Atentam à sua honra pessoal e à farda que sempre vestiu. Sempre teve uma
conduta exemplar no Exército, sendo um homem de convicções. O Secretário de
Governo, general Santos Cruz, tornou-se recentemente objeto de ataques do mesmo
tipo, sendo um exemplo para os seus companheiros de farda, com carreira ímpar
de combatente, pessoa também da mais alta retidão moral. Não se pode senão
qualificar de torpeza ética o que está acontecendo com eles.
Talvez o
presidente da República não tenha atentado convenientemente para o fato de ser
constitucionalmente Comandante-em-Chefe das Forças Armadas. Ele não é mais
deputado e, tampouco, capitão. Ele se situa acima dos generais e, enquanto tal,
deve defender a instituição militar enquanto tal e os membros que a compõem.
Não poderia, como fez, afagar e acariciar o detrator mor das Forças Armadas,
inclusive com a medalha da Ordem do Rio Branco, quando mais não seja pelo fato
de ser tal gesto contraditório com a função que exerce. Ou seja, o próprio
presidente é atacado quando a instituição militar é desta forma denegrida.

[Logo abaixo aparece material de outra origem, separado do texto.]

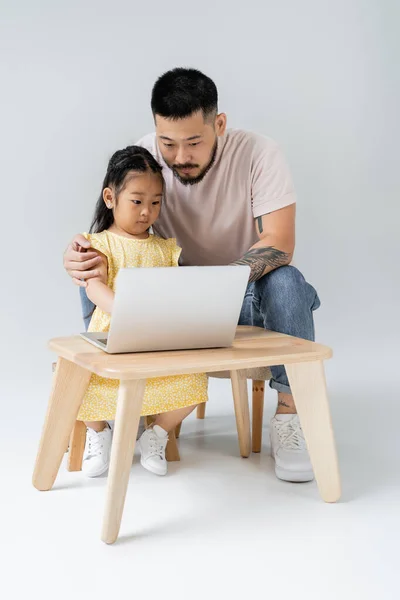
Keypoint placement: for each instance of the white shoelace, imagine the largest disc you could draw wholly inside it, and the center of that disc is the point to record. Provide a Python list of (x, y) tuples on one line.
[(157, 445), (95, 443), (290, 434)]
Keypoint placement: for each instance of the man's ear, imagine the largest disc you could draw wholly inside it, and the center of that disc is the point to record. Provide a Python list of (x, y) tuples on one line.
[(220, 124), (108, 197)]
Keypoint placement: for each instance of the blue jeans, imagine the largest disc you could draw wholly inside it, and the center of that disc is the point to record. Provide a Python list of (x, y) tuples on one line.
[(281, 301)]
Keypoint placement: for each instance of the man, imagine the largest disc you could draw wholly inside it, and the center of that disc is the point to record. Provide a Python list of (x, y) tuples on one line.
[(229, 199)]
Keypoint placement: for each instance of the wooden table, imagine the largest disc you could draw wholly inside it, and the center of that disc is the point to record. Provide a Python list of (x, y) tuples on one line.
[(253, 347)]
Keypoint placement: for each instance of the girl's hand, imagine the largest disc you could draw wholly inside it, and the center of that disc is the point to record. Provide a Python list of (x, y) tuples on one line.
[(82, 262)]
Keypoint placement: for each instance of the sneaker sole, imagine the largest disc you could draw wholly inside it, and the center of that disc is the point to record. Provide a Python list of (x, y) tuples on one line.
[(294, 476), (154, 471), (96, 473)]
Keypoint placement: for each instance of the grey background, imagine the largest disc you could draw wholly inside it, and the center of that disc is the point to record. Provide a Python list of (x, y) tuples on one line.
[(320, 77)]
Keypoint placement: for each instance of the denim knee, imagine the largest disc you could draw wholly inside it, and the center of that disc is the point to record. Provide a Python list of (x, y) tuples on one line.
[(282, 283)]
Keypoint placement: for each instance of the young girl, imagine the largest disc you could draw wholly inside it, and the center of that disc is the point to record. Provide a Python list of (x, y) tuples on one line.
[(128, 205)]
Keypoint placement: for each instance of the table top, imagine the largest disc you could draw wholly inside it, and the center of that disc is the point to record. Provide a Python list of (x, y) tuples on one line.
[(252, 347)]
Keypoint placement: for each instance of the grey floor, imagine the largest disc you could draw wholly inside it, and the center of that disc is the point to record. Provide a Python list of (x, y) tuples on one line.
[(217, 526)]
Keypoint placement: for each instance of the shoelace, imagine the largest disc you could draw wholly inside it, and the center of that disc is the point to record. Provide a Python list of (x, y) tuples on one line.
[(95, 443), (157, 445), (290, 434)]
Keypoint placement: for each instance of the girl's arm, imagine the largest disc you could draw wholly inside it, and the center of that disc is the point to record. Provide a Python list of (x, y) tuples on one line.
[(98, 291), (100, 294)]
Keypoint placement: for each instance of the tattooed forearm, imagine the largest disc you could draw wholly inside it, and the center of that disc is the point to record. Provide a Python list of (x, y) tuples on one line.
[(260, 259), (283, 403)]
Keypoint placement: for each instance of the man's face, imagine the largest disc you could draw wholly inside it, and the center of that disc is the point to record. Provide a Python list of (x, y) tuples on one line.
[(188, 145)]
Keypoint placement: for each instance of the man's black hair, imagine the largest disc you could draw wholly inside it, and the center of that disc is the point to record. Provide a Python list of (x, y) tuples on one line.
[(182, 92)]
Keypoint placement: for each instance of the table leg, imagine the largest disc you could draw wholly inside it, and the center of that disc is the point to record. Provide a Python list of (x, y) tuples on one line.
[(76, 447), (241, 403), (257, 415), (307, 382), (69, 386), (129, 405)]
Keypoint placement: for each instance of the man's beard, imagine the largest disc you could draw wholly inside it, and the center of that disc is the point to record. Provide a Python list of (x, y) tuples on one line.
[(200, 177)]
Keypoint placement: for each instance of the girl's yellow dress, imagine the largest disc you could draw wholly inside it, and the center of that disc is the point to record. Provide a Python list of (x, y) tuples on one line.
[(161, 394)]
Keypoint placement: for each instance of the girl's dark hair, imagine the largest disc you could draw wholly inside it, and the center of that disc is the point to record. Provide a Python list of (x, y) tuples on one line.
[(131, 158)]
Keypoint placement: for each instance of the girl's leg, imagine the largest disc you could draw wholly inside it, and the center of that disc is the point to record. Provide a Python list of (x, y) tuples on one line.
[(168, 421)]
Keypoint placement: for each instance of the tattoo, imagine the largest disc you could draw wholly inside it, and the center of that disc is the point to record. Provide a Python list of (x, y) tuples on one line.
[(260, 259), (283, 403)]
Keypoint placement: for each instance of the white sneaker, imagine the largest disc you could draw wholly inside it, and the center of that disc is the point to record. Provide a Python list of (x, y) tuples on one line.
[(289, 450), (96, 459), (152, 444)]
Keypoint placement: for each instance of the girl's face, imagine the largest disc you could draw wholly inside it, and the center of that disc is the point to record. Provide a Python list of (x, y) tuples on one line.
[(137, 205)]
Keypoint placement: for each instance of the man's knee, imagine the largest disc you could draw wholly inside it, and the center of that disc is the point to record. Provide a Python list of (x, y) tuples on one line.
[(282, 283)]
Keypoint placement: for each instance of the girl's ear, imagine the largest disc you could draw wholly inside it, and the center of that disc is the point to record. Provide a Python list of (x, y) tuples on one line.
[(108, 197)]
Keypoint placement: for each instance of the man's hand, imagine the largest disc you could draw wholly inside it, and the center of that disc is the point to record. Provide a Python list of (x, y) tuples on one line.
[(82, 262)]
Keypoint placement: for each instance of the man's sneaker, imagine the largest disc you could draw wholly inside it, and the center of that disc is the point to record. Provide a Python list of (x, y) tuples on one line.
[(96, 459), (289, 450), (152, 444)]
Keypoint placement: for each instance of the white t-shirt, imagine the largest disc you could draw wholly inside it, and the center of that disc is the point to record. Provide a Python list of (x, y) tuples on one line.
[(214, 220)]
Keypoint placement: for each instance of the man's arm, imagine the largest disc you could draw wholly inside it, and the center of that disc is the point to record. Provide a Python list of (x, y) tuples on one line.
[(82, 262), (100, 294), (276, 231)]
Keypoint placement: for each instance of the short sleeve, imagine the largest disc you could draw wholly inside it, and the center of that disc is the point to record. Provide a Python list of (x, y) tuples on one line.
[(99, 242), (175, 252), (271, 182)]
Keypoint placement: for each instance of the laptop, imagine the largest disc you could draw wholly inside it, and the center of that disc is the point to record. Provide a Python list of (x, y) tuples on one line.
[(164, 308)]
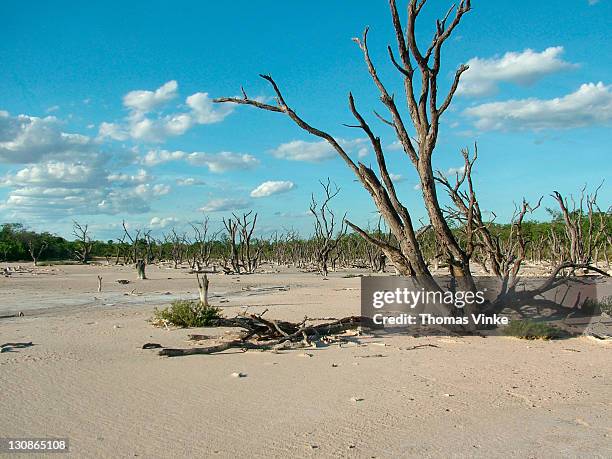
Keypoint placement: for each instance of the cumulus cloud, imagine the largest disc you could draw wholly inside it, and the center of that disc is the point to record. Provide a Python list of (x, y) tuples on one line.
[(140, 124), (590, 105), (140, 177), (224, 204), (162, 222), (300, 150), (189, 181), (203, 110), (54, 173), (66, 174), (28, 139), (224, 161), (155, 157), (272, 187), (146, 101), (146, 190), (524, 68)]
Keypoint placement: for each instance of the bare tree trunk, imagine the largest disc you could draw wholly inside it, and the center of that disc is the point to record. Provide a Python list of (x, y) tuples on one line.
[(140, 269), (203, 289)]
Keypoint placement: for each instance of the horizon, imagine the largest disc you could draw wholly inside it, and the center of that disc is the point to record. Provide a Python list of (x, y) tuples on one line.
[(106, 112)]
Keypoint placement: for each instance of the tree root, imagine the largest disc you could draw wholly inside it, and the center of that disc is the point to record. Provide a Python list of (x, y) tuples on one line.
[(262, 334)]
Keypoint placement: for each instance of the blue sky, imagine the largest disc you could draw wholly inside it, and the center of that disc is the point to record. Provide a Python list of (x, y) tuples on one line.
[(106, 114)]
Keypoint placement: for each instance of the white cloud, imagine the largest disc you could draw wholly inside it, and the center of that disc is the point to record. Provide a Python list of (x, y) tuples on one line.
[(54, 173), (145, 101), (156, 128), (272, 187), (204, 111), (524, 68), (590, 105), (396, 145), (162, 222), (224, 204), (189, 181), (147, 190), (455, 171), (300, 150), (65, 174), (224, 161), (26, 139), (140, 177), (155, 157)]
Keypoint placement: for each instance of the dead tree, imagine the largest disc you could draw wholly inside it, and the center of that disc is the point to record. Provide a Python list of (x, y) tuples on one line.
[(203, 289), (232, 230), (425, 112), (36, 249), (133, 252), (584, 231), (83, 242), (327, 235), (177, 246), (203, 242), (244, 252)]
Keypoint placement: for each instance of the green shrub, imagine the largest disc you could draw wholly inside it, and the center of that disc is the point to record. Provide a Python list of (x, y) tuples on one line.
[(594, 306), (528, 329), (184, 313)]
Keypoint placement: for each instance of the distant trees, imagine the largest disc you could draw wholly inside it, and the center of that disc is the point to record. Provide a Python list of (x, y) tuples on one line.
[(83, 242), (328, 231), (582, 235), (244, 251)]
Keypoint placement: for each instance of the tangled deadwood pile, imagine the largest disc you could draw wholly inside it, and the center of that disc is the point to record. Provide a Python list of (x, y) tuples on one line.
[(264, 334)]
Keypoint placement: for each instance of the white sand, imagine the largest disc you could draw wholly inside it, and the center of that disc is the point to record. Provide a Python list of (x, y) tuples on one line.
[(87, 378)]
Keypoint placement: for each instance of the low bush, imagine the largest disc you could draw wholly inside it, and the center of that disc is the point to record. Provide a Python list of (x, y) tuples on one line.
[(604, 305), (529, 329), (184, 313)]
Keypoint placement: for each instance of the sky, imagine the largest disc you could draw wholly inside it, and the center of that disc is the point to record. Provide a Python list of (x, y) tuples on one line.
[(106, 109)]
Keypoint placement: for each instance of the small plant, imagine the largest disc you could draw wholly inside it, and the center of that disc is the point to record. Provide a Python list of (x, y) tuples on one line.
[(595, 306), (185, 313), (529, 329)]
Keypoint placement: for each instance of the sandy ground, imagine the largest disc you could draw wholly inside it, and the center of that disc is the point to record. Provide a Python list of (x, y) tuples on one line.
[(87, 378)]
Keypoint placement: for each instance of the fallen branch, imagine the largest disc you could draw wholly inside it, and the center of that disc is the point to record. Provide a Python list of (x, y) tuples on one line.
[(264, 334)]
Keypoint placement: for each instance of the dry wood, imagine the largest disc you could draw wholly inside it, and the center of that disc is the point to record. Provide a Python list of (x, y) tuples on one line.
[(265, 334)]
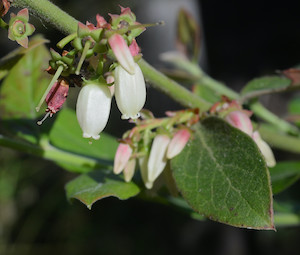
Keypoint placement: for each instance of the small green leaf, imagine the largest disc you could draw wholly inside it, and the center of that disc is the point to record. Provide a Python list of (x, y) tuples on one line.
[(25, 84), (286, 213), (284, 174), (22, 89), (67, 135), (294, 106), (265, 85), (91, 187), (8, 61), (222, 175)]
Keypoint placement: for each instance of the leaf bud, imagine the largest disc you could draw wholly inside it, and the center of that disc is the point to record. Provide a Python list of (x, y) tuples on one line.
[(92, 109)]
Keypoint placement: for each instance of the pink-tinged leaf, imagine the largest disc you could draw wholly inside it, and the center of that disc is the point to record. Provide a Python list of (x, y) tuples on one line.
[(178, 143), (123, 154), (29, 29), (122, 52), (265, 149), (129, 170)]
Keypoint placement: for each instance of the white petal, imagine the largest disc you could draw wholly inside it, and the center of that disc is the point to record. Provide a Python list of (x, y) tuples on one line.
[(92, 109), (157, 159), (130, 92)]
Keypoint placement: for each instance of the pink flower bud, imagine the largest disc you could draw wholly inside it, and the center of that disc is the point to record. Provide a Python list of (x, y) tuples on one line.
[(178, 142), (143, 162), (157, 159), (129, 170), (265, 149), (130, 92), (240, 120), (122, 52), (122, 156)]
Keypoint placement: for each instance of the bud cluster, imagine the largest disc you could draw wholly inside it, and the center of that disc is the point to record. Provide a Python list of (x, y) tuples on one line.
[(239, 118), (152, 142), (102, 59)]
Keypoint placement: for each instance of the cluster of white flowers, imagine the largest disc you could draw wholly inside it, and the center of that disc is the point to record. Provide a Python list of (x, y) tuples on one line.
[(163, 148), (94, 100)]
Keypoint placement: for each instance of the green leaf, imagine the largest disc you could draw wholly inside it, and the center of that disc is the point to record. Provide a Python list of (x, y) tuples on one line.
[(8, 61), (24, 85), (222, 175), (91, 187), (265, 85), (284, 174), (67, 135), (21, 91)]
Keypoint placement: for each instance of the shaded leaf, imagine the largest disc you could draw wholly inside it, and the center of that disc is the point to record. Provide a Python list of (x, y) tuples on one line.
[(8, 61), (67, 135), (284, 174), (265, 85), (294, 106), (91, 187), (222, 175)]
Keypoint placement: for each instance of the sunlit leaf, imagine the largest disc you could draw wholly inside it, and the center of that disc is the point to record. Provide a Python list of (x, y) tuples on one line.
[(91, 187), (222, 175), (67, 135)]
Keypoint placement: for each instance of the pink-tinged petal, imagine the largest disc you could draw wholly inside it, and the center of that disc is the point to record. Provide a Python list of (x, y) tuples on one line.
[(122, 52), (241, 121), (24, 14), (178, 142), (143, 163), (57, 95), (122, 156), (134, 48), (29, 29), (129, 170), (101, 22), (157, 159), (265, 149), (23, 42)]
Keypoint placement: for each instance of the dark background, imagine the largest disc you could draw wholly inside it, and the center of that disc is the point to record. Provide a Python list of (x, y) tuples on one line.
[(241, 40)]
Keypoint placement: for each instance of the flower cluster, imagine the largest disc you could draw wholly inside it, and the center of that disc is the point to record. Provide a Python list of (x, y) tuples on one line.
[(239, 118), (152, 143), (103, 56)]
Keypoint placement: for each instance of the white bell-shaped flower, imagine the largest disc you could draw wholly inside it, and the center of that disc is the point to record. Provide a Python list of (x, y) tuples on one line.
[(92, 109), (130, 91)]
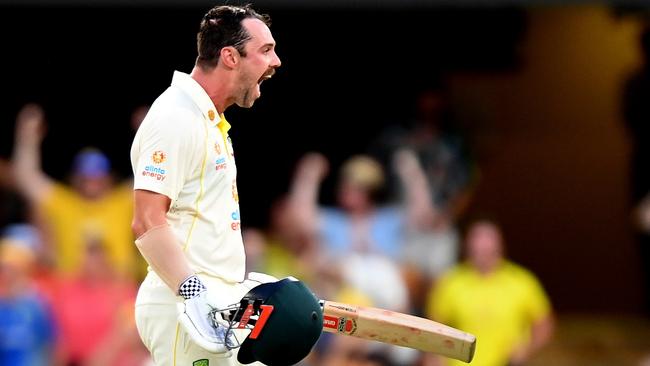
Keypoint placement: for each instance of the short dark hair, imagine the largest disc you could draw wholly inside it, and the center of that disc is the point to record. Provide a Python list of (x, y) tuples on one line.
[(221, 27)]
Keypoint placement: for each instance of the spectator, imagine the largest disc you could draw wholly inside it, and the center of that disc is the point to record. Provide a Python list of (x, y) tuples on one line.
[(361, 237), (27, 328), (94, 301), (432, 247), (500, 302), (91, 208)]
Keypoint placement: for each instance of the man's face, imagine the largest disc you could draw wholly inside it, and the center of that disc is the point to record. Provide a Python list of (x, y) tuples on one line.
[(258, 65), (484, 246)]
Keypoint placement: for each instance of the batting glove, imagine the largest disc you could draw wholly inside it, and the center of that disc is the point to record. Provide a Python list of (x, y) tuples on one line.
[(196, 316)]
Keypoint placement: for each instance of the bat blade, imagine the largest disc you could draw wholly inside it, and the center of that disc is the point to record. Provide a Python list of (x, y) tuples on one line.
[(399, 329)]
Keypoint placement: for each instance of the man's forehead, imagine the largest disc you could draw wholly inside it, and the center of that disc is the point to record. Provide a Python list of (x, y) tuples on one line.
[(259, 32)]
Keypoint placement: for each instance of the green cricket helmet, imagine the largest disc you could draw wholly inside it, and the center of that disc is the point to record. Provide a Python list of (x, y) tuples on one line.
[(287, 321)]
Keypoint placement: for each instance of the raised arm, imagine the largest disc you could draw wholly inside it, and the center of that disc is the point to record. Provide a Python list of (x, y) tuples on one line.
[(29, 177), (303, 193), (419, 203), (155, 239), (160, 247)]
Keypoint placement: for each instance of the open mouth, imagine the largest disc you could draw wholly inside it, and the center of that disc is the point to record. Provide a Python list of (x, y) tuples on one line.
[(266, 76)]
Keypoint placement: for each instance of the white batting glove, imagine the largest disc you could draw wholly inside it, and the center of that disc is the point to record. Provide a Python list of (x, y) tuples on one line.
[(195, 316)]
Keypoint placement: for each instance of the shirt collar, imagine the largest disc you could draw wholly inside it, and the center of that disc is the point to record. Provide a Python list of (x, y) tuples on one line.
[(198, 95)]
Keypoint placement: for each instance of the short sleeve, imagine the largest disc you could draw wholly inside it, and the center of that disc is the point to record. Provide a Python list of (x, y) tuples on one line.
[(163, 151), (537, 305), (440, 300)]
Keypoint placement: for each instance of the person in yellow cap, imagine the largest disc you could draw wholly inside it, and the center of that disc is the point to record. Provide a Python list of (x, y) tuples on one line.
[(500, 302), (186, 216), (90, 206)]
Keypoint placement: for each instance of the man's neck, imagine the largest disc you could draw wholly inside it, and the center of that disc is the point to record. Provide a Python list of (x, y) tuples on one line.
[(214, 85)]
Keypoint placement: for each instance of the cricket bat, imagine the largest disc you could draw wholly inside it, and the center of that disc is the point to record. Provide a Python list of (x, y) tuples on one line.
[(397, 328)]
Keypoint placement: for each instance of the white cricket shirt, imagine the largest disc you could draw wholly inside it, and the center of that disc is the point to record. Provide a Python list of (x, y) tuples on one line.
[(180, 151)]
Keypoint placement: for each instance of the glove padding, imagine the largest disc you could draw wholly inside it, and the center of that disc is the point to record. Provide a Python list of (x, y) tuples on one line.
[(206, 330)]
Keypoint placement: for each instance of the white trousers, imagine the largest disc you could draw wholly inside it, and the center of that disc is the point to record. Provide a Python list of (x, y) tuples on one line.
[(169, 344)]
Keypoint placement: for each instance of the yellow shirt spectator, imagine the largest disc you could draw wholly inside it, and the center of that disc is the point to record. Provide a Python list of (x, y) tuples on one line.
[(73, 220), (499, 308)]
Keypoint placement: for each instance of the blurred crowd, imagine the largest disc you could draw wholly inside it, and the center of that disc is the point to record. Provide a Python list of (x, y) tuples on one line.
[(398, 236)]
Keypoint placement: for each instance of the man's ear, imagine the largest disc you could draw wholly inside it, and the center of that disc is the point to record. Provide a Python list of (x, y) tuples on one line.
[(230, 57)]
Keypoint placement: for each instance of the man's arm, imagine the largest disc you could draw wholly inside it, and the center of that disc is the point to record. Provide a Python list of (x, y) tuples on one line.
[(156, 241), (160, 247), (26, 159), (303, 193), (419, 204)]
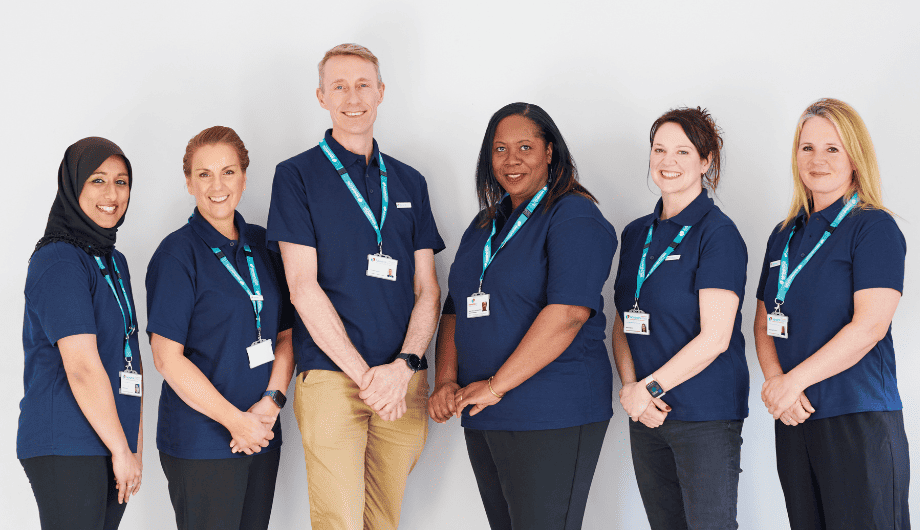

Para melhor compreendermos
o que está ocorrendo em termos de composição política e de ideias, não basta
caracterizarmos o atual governo como sendo formado por conservadores e
liberais, pois algo falta aqui. O grupo dito de conservadores é constituído por
um conservadorismo de tipo ideológico, alicerçado na concepção do político
enquanto distinção amigo/inimigo; por um conservadorismo digamos institucional,
composto por militares e uma ala evangélica que os apoia, e pelos liberais.
Os primeiros
procuram criar uma situação de instabilidade permanente, sempre atacando e
procurando um inimigo, com tal que haja um, por mais imaginário que
eventualmente seja. Nada têm a propor além destes ataques sistemáticos, como se
estivessem à frente de uma revolução, constituindo a sua vanguarda. Quando não
consideram o outro como espelho de si mesmos, o tomam por alguém perigoso. A
insegurança deles se traduz pela instabilidade de sua ação política.
Os segundos
têm como objetivo assegurar a prosperidade do país via a conservação de suas
instituições e dos seus valores. Caracterizam-se pela preservação da ordem
democrática, atentos a desvios que possam afetar o seu curso. O seu
conservadorismo, neste sentido, poderia ser qualificado como essencialmente
institucional, posicionando-se como liberais do ponto de vista da economia. A
pergunta que deveria ser colocada é a seguinte: o que procuram os que os
atacam? Qual seria o seu objetivo?
Os liberais
estão sobretudo voltados para as necessárias reformas econômicas, não tendo
entrado na refrega política. Sabem que tal grau de confronto só prejudica o
projeto reformista, sem o qual o país rumará para um futuro sombrio, com risco,
inclusive, institucional. Estão dando como pressuposto o liberalismo político
que caracteriza as instituições democráticas brasileiras, embora se possa
perguntar pela sua capacidade de resiliência se a reforma da Previdência não
for aprovada ou se o seu desfecho for pífio.
Que o Brasil
tenha mais pessoas com a visão do general Villas Boas!